Archive for the ‘HSPA’ Tag

The 3G-4G confusion..

I’ve been hearing this confusion for many days, and decided this needs to be addressed.

What’s this 3G/4G that we keep hearing about everywhere, what does that mean to me??

The main reason for the confusion is the completely illogical and confusing naming convention and ‘branding’ (it sounds almost dirty) used by all the telcos and manufacturers.

Let’s go back to the basics..

1G. When mobile telecommunication started off, it was analogue. All communication between the phone and the tower was just a analogue modulated signal of the speech. This is called 1G. The standards used during these times were, NMT · AMPS · ETACS etc.

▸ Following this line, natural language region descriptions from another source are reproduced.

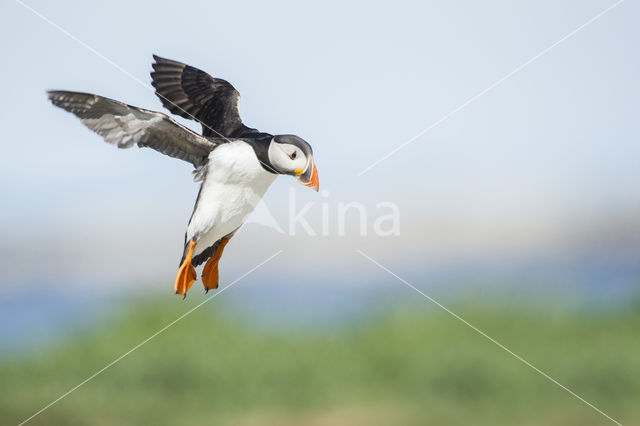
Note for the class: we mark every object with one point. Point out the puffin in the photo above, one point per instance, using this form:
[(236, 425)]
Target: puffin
[(234, 163)]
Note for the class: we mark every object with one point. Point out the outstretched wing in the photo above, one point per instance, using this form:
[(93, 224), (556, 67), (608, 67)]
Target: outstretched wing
[(125, 125), (190, 93)]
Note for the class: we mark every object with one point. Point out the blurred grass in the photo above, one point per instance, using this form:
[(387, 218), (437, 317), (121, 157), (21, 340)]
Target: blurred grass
[(406, 368)]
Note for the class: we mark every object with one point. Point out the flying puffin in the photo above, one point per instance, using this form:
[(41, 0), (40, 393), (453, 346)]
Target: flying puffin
[(234, 163)]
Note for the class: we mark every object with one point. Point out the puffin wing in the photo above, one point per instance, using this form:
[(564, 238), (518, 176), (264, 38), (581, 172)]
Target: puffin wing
[(125, 125), (191, 93)]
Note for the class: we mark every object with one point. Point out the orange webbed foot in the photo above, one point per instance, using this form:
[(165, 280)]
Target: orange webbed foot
[(186, 273), (210, 273)]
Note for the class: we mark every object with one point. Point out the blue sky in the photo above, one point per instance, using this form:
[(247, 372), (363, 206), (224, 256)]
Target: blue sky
[(548, 157)]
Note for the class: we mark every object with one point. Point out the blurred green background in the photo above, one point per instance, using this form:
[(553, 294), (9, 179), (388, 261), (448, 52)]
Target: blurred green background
[(412, 367), (520, 212)]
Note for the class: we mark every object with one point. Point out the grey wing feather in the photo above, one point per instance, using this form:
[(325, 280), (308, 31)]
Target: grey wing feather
[(125, 125)]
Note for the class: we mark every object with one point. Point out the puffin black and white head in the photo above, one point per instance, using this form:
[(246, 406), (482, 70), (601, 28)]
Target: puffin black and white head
[(292, 155), (231, 177)]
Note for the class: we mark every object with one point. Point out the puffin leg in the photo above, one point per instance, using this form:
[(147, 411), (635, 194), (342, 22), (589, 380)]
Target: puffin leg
[(210, 272), (186, 273)]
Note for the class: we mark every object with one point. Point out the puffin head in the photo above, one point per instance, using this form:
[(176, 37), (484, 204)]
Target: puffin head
[(292, 155)]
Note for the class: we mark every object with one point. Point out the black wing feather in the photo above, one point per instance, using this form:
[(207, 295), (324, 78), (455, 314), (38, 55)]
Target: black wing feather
[(191, 93)]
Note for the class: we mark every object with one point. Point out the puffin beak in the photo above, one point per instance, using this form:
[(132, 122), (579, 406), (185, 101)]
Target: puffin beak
[(309, 177)]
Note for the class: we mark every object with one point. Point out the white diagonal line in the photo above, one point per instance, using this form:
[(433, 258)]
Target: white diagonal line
[(491, 339), (119, 68), (136, 347), (490, 87)]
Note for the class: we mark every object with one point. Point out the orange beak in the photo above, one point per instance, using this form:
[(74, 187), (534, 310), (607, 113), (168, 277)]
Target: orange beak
[(310, 176)]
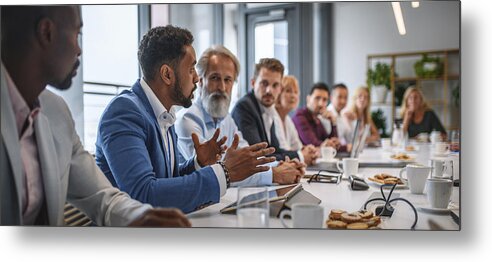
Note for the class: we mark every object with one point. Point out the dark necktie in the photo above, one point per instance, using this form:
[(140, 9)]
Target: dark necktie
[(274, 141)]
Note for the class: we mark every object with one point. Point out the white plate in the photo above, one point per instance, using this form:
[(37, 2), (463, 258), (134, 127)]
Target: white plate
[(322, 160), (404, 186), (435, 210), (445, 154), (413, 157)]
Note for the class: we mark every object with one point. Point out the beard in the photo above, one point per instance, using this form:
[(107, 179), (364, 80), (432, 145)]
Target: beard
[(216, 104), (178, 96), (67, 82)]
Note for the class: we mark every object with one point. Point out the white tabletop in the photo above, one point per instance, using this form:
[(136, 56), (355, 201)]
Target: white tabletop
[(340, 196)]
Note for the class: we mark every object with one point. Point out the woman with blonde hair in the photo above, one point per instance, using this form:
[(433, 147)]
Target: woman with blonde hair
[(287, 135), (360, 110), (417, 116)]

2G. With the digital age, this communication also became digital. The voice was digitized and transmitted to the tower as a stream of ‘1’s and ‘0’s .The main advantages of the 2G systems were that they were encrypted (kinda) so you couldn’t listen to other people’s conversations by just catching their signals using an antenna. The digital systems were more efficient (allowed more people to talk at the same time), and they were extensible (we’ll come back to this). Some of the famous 2G standards are GSM, CDMA(IS-95), iDEN. GSM was a part of a standards group called 3GPP and CDMA was part of something called 3GPP2 (Yes, I know it’s not exactly this, but this makes it easier.)

Since they were digital, many of these standards also allowed other digital data to be sent over these mechanism. That’s how they started to send SMS over these networks. That was 2G.

2.5G. A ‘half-step’ towards the next generation wireless telecommunication standards was the more generalized data-network (not restricted to SMS, etc). This brought GPRS (on 3GPP side) and CDMA2000 1xRTT(on 3GPP2 side), which are both data standards for 2G based networks.

2.75G. The 3GPP side decide to improve the data standards on their side of the ground by introducing EDGE (Enhanced Data rates for GSM Evolution). This improved the data rates and speeds of the existing GPRS networks.

3G. This was the 3rd iteration of the mobile telecommunication standards. Now this is where it get’s messy. To have any standard qualify to be ‘3G’, it had to pass some regulations set by the ITU (International Telecommunication Union). But that’s ofcourse not how the telco advertise it.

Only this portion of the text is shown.